Evangeline Trimble learned the spectacle was a century plant in bloom. While the name would suggest the plant blooms once every 100 years, century plants typically have lifespans of 10 to 30 years. The plant’s life usually ends with a rapid sprouting, propelling to heights of up to 20 feet. Typically found in the arid deserts of the Southwest region and in Mexico, the century plant’s bloom is almost ethereal in nature, resembling a scene from a science fiction movie or a prehistoric era.

The origin of the century plant on 27th Street in Reserve is unknown, but neighbors can confirm it has been moved about four times in the past 25+ years.

Mary Ann Jones once had the century plant on her front porch. She decided to move it after the sharp points of the plant almost caught her granddaughter in the eye as she walked out the front door. It was relocated to Jones’ backyard until her sister, Cynthia Lawrence, said she would take it off her hands. At some point, Lawrence took the plant with her when she moved from 27th Street to Dupont Curve. When she moved back, the plant returned with her.
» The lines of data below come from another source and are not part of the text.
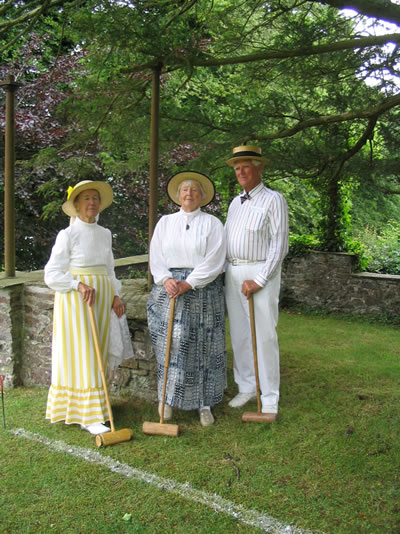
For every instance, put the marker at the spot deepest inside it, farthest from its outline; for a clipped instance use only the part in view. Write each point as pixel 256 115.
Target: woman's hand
pixel 88 293
pixel 182 288
pixel 118 307
pixel 171 287
pixel 249 287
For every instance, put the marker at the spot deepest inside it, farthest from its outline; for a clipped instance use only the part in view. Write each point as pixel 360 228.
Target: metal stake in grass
pixel 162 428
pixel 2 378
pixel 113 437
pixel 258 417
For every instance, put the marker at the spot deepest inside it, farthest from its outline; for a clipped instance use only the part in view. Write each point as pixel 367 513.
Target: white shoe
pixel 167 411
pixel 96 428
pixel 206 417
pixel 241 399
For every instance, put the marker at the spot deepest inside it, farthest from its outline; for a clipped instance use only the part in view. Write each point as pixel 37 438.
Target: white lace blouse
pixel 81 245
pixel 193 240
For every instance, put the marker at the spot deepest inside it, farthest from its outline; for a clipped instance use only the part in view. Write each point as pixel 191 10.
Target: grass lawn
pixel 330 464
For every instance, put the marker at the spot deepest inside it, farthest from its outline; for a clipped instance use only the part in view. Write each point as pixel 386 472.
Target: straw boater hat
pixel 246 152
pixel 105 195
pixel 204 181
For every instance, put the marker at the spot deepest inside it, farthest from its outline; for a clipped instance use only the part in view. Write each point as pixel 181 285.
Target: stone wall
pixel 317 280
pixel 326 281
pixel 136 376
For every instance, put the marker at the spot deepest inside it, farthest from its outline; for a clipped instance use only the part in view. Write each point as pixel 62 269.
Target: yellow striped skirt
pixel 76 393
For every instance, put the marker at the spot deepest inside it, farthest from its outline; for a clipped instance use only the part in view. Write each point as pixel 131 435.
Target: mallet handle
pixel 2 378
pixel 100 363
pixel 254 342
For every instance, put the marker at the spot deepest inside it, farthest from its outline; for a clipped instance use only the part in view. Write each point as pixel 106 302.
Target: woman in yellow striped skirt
pixel 81 272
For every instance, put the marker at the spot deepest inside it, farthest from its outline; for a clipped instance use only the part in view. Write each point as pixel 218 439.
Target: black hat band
pixel 246 153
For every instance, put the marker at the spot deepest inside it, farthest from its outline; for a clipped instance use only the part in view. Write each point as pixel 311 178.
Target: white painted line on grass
pixel 186 491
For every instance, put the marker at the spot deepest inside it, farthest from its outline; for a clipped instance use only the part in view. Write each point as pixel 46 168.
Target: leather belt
pixel 236 261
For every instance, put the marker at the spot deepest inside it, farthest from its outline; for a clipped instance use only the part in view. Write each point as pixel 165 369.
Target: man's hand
pixel 175 288
pixel 249 287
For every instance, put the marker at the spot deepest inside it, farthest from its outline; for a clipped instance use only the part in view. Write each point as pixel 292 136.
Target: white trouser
pixel 266 311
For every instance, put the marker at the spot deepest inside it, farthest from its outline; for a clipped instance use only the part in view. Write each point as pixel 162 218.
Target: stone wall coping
pixel 377 276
Lawrence has since passed away, but the plant has remained in the front yard.

“In May, my husband started to notice how tall the plant had grown,” Jones said. “I took a picture and started asking questions about it.”

Trimble recalled how the property on 27th Street has been in her family for at least 85 years. She remembers seeing the plant when it resembled a small cactus. She learned of the cultural significance of the century plant just over a week ago, after learning that a Hispanic gentleman pulled up in a car and asked if he could have the plant. While it could not be given away, the interaction led neighbors to learn the century plant was considered sacred in ancient Aztec culture. It has also been represented as a religious symbol of immortality and everlasting life.

“It was about half of its current size when people started noticing it,” Trimble said. “Articles say it’s supposed to die once it blooms, so we are really interested to see what’s going to happen to it.”